Abstract

Progressive multifocal leukoencephalopathy (PML) is a rare, demyelinating disease of the central nervous system that usually leads to death or severe disability. Affected patients present with signs and symptoms including impaired cognition, visual disturbances, hemiparesis, altered mental state and behavioural changes. PML is caused by activation of the John Cunningham (JC) virus. JC virus resides in latent form in up to 80 percent of adults. Reactivation of JC virus occurs in immunocompromised patients. The factors leading to activation of the latent infection are not fully understood. The diagnosis of PML is established based on a detailed medical history, physical examination, suggestive MRI findings and the presence of the JC virus detected in the cerebrospinal fluid by PCR. PML has been reported in the published literature in HIV-positive patients, as well as in patients receiving immunosuppressive agents because of organ transplantation, cancer or autoimmune diseases. PML has been reported in patients receiving classical immunosuppressive drugs or biologics or both [1]. There are no known interventions that can prevent or treat PML successfully. Recently, two confirmed cases of PML have been reported in US patients receiving efalizumab (Raptiva®) for chronic plaque psoriasis [2]. One male patient (age 70) and one female patient (age 73) had received efalizumab for 4 and 3.8 years, respectively. These are the first confirmed cases of PML in psoriasis patients receiving immunosuppressive therapy. Today, the global exposure of patients on efalizumab is 47,000 patient-years.
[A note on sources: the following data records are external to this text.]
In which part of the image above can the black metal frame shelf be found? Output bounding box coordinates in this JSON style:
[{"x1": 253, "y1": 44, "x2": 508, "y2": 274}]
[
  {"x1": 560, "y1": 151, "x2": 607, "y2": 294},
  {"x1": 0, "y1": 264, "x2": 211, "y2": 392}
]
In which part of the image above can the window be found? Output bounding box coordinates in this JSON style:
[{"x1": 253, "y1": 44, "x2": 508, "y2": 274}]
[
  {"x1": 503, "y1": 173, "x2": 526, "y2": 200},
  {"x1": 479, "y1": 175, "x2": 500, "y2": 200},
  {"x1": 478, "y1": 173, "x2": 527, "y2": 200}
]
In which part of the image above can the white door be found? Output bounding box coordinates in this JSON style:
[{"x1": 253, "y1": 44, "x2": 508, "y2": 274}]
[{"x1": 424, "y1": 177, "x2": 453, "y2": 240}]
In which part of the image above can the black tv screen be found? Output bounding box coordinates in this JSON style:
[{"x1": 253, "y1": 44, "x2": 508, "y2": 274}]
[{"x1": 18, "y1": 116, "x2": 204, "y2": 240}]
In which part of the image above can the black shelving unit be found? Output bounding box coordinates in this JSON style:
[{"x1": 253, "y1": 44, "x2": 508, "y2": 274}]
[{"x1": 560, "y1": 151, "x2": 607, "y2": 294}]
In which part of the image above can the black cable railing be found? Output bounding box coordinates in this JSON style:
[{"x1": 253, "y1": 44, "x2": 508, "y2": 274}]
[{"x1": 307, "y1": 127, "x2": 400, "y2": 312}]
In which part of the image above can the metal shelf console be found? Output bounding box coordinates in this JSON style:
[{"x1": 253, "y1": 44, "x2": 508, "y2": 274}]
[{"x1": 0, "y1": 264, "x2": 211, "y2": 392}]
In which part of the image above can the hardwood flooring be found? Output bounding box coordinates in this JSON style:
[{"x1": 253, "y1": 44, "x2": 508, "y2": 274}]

Until more information is available and further guidance is received from the health authorities, a group of independent expert dermatologists advise to strictly follow the Summary of Product Characteristics of efalizumab [3]. Dermatologists should carefully weigh risks and benefits in patients during long-term therapy with efalizumab and particularly in those of advanced age or with a history of immunosuppressive therapy. In patients receiving any immunosuppressive therapy, dermatologists should be vigilant for signs and symptoms suggestive of PML. Suspicious cases should be referred to a neurologist.